A Constituição de 1934 marca, ainda, a criação da Justiça do Trabalho.
Constituição de 1937
Em 1937, inaugurou-se o período ditatorial chamado de Estado Novo. A Constituição outorgada em 10 de novembro daquele ano proibiu o direito de greve, comprometendo o exercício de direitos trabalhistas.
Entretanto, a ideia de criação de uma Justiça do Trabalho foi mantida, o que acabou acontecendo em maio de 1941.
O texto tratou de direitos trabalhistas. Mas, na prática, eles foram ampliados e assegurados por outro instrumento: a Consolidação das Leis do Trabalho (CLT), publicada em 1943.
Por outro lado, a ação dos sindicatos e das representações trabalhistas se mostrou, na prática, bastante enfraquecida, o que impactou a luta por direitos dos trabalhadores.
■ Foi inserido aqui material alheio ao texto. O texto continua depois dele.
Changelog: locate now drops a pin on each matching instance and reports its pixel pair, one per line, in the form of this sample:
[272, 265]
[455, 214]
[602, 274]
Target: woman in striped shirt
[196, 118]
Para se ter uma ideia, um dos artigos da Carta diz que a greve, assim como o lock-out, “são declarados recursos anti-sociais nocivos ao trabalho e ao capital e incompatíveis com os superiores interesses da produção nacional”.
Em 1946, no início de um novo período democrático após a Ditadura Vargas, a Assembleia Nacional Constituinte elaborou uma nova Constituição, promulgada naquele ano.
Ela instituiu:
a Justiça do Trabalho no âmbito do Poder Judiciário brasileiro;
e o Tribunal Superior do Trabalho como instância máxima para julgar matérias relativas ao direito do trabalho no país, um marco para a construção dos direitos sociais e trabalhistas.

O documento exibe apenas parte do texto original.